Dwight Evans has no intention of walking into the Baltimore Orioles clubhouse and trying to establish himself as an instant leader.
But, while Evans was being introduced to the local media at a Memorial Stadium news conference yesterday, first baseman Randy Milligan said Evans' presence may make a substantial impact on the young Orioles.
"I think one of the big things he'll bring us is leadership," Milligan said. "From what I've heard, if you're not playing up to expectations, he lets you know it.
"Last year, we lacked that quality. We played hard, but there were a lot of little things that hurt us, going through the motions at times. Dwight will come up to a player and get on him to put his mind were it needs to be -- on the game."
Evans, 39, is in the twilight of a glorious career, all with Boston until the Red Sox decided not to exercise the option on his contract.
Back trouble has prevented him from playing the outfield since August 1989, but the Orioles signed him as a free agent to a non-guaranteed contract that could bring him $1.3 million if he attains all the incentive goals in the deal.
"The worst thing I could do is step in and say, 'This is the way things are going to be,' " Evans said. "It's not a question of wanting to be a leader, moving guys and telling them what to do.
"What you do is quality-type things; pat a guy on the back when he's gone 0-for-4 in the same game in which you've gone 0-for-4, forget about yourself. Don't just go up to a guy when he gets the winning hit.

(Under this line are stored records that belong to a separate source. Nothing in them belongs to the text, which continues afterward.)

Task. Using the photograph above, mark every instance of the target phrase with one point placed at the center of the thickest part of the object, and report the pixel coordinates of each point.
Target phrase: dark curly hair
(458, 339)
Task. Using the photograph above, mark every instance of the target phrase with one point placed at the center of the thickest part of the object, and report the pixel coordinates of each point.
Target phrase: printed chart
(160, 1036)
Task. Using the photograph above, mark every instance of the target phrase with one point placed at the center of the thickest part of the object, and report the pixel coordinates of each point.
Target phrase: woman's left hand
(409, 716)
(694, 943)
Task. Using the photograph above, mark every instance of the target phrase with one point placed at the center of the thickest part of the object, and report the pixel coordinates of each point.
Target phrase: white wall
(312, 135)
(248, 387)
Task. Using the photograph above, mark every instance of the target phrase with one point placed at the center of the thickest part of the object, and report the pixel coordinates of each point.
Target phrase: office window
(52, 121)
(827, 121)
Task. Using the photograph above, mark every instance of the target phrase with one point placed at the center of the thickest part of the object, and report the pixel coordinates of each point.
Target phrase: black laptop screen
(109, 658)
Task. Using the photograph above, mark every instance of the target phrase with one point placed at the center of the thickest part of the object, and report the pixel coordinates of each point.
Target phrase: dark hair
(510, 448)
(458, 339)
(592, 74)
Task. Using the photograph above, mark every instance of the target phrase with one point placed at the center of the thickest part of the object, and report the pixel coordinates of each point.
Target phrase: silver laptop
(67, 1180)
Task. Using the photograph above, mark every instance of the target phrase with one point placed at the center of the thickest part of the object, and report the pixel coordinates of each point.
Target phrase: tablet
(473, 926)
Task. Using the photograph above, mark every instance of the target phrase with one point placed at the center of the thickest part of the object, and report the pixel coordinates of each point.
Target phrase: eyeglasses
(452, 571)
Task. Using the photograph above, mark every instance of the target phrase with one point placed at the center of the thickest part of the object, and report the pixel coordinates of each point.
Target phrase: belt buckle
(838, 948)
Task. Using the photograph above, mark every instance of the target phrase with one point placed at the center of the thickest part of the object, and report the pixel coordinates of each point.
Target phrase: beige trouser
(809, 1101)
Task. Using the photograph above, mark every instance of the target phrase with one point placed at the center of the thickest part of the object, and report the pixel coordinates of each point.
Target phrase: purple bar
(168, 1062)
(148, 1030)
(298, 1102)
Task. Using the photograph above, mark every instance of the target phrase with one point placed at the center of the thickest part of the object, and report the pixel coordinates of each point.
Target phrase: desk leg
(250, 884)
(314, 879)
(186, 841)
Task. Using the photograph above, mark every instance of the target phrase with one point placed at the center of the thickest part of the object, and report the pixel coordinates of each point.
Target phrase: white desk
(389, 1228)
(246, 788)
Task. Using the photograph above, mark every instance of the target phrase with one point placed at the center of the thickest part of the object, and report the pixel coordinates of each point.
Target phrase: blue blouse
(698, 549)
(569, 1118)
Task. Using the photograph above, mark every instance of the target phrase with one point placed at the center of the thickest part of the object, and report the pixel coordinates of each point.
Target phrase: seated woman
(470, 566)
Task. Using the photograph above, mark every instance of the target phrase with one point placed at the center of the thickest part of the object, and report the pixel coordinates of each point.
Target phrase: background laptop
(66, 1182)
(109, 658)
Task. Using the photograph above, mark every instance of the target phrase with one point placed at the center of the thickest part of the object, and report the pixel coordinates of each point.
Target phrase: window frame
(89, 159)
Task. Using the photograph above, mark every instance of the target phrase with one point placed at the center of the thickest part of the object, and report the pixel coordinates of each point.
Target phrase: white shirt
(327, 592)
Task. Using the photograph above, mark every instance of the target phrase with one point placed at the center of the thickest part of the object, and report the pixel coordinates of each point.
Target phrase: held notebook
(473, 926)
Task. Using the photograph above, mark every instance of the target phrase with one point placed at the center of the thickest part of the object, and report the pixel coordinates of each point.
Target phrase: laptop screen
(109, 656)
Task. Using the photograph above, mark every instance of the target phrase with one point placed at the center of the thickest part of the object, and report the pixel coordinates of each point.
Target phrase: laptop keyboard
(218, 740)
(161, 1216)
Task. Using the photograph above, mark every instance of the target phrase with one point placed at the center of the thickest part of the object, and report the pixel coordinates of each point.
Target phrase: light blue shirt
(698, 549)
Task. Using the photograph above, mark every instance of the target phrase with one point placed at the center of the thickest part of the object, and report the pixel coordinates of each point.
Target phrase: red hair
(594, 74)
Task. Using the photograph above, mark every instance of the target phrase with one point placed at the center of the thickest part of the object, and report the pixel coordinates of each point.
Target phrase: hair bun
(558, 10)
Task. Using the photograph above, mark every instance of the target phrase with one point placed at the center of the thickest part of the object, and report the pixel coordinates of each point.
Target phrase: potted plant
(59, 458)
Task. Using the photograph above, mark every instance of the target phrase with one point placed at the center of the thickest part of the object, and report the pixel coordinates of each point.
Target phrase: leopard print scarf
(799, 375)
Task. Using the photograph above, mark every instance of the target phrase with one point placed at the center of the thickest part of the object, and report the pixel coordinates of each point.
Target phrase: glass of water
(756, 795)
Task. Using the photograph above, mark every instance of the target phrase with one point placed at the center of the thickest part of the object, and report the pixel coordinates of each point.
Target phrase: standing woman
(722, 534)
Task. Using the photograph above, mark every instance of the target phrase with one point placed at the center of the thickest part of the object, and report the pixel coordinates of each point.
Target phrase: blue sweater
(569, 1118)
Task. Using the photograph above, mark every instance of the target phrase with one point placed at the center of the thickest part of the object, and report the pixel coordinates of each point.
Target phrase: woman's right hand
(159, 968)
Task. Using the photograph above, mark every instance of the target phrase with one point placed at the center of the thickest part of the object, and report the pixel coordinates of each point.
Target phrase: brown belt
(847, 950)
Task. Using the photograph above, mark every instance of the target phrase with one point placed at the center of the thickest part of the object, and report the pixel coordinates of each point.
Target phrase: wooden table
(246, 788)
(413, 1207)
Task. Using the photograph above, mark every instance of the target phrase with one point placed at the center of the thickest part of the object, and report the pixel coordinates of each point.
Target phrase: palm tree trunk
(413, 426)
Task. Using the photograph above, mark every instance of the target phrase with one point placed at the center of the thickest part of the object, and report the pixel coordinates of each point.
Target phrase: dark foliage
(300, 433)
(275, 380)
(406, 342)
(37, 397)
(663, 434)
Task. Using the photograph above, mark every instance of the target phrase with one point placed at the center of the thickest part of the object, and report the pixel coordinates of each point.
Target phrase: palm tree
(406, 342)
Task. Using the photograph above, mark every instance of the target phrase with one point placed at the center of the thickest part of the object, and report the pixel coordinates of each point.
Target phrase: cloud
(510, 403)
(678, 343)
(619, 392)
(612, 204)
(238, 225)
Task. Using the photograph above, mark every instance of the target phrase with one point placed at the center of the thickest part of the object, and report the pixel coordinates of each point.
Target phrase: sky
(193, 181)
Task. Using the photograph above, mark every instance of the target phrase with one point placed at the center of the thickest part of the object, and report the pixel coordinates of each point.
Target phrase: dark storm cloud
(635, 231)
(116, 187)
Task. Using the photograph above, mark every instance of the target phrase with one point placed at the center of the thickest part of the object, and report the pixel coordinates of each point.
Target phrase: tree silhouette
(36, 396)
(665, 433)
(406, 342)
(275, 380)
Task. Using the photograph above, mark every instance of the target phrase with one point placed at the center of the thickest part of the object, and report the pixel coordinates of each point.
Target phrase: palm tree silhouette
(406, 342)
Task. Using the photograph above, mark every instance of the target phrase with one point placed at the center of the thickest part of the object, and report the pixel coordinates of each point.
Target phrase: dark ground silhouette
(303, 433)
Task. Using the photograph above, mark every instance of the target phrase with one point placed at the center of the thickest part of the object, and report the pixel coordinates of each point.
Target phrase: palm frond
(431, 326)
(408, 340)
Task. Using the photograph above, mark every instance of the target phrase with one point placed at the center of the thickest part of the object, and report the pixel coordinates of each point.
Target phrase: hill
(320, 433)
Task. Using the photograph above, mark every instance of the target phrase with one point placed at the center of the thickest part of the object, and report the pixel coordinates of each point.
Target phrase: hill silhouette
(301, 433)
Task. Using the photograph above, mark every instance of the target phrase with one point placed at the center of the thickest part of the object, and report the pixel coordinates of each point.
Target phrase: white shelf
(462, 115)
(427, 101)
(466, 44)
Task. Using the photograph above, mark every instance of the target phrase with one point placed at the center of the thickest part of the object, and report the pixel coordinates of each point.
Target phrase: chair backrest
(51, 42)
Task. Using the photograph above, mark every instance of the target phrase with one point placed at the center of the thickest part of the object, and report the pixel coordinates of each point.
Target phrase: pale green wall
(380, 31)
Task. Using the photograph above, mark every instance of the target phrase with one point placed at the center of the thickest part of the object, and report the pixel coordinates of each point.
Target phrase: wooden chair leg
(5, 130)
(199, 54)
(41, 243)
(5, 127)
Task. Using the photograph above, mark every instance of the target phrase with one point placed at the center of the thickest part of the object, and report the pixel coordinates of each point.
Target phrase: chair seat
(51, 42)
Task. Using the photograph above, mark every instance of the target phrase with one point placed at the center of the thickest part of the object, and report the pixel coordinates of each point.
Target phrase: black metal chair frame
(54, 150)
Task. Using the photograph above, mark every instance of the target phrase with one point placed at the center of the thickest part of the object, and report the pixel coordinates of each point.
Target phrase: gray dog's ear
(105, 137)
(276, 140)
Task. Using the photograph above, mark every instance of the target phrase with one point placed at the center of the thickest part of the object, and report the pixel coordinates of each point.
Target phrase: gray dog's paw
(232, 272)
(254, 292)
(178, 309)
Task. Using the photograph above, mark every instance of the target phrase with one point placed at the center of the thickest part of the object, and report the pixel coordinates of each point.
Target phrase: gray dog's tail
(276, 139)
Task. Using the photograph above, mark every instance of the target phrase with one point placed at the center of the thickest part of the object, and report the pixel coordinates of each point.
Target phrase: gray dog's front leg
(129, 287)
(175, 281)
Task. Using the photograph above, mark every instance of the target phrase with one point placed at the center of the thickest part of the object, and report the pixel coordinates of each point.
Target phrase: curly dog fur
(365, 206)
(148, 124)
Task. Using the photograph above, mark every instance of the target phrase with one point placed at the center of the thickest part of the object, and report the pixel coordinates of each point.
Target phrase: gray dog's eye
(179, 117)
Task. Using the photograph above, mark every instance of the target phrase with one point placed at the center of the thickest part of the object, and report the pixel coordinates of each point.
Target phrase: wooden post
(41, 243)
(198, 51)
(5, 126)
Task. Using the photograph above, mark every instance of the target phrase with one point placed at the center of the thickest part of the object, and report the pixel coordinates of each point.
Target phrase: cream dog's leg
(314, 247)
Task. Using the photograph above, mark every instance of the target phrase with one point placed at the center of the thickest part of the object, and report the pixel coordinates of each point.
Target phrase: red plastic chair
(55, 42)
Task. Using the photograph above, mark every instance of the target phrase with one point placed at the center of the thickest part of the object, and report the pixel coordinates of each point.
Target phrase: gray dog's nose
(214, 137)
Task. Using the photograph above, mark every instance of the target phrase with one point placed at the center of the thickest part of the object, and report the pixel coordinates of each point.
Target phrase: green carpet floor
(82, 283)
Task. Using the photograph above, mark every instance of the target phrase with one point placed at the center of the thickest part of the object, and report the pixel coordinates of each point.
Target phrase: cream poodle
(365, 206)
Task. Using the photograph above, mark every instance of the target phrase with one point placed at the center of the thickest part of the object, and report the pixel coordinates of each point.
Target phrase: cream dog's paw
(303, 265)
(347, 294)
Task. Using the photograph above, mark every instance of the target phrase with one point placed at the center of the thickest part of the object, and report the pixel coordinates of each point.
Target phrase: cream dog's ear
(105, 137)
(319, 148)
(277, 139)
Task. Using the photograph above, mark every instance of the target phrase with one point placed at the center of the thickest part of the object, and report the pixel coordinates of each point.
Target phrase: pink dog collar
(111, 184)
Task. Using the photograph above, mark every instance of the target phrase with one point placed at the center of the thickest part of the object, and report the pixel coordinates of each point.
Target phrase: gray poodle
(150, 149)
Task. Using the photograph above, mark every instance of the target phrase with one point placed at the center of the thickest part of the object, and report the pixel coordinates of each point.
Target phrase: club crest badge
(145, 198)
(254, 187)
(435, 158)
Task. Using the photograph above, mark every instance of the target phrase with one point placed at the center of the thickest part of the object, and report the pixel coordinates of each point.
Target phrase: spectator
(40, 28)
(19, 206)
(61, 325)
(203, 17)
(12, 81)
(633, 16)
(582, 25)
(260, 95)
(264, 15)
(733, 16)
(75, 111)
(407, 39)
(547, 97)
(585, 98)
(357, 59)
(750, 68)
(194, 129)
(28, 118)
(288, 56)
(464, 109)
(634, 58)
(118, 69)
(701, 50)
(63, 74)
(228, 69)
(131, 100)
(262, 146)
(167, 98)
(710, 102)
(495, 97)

"Right now, you can't really measure what I can do [in the clubhouse]. I don't know the makeup of the team. But I'll do what I can to steer them in the right direction, and sometimes they might not like what I say."
General manager Roland Hemond said Evans "will be inspiring to his teammates. Certain players are consummate pros, gamers, and I think he also typifies an Oriole-type player. I'm thrilled he chose our club."
Evans said he was "hurt" to leave the Red Sox, but was attracted to Baltimore by the Orioles' interest, the fans, the stadium and the team's potential. "They pressed me harder than other clubs and said the right things," he said. "They really pushed for two years [in the contract], but I felt going one year at a time was the right thing."
He said he plans to play "as long as I can help," and said his back has not been a problem since a bone spur inside the pelvis has bridged itself inward and the rough edge has been removed from the spur.
One of the most gifted right fielders of all time, Evans envisions playing 40 to 50 games in right field and 140 overall. His arm, he said, "is like facing Nolan Ryan. He may not throw as hard as he used to, but he's sill better than everybody else."
Evans has a .255 lifetime batting average at Memorial Stadium, where he said he likes the background for hitters, but has batted .291 with nine home runs in his past 57 games here. He doesn't mind any placement in the batting order "as long as it's not 10th," he said.
"It was very much a surprise what the Red Sox did after I had stayed there that long [17-plus seasons]. I just felt I could have had a choice to say where I wanted to go, but it wasn't the case. It hurt.
"Now they're just another ballclub in our way. I don't think my coming here guarantees a world champion, but I like to think I can help this team get there."
With a game on the line, few are better than Evans. "That man always beats you," said Milligan. "When you look out there and see him at the plate, you know you're in trouble. We need that, and he knows how to do it in a way that doesn't get players all ticked off."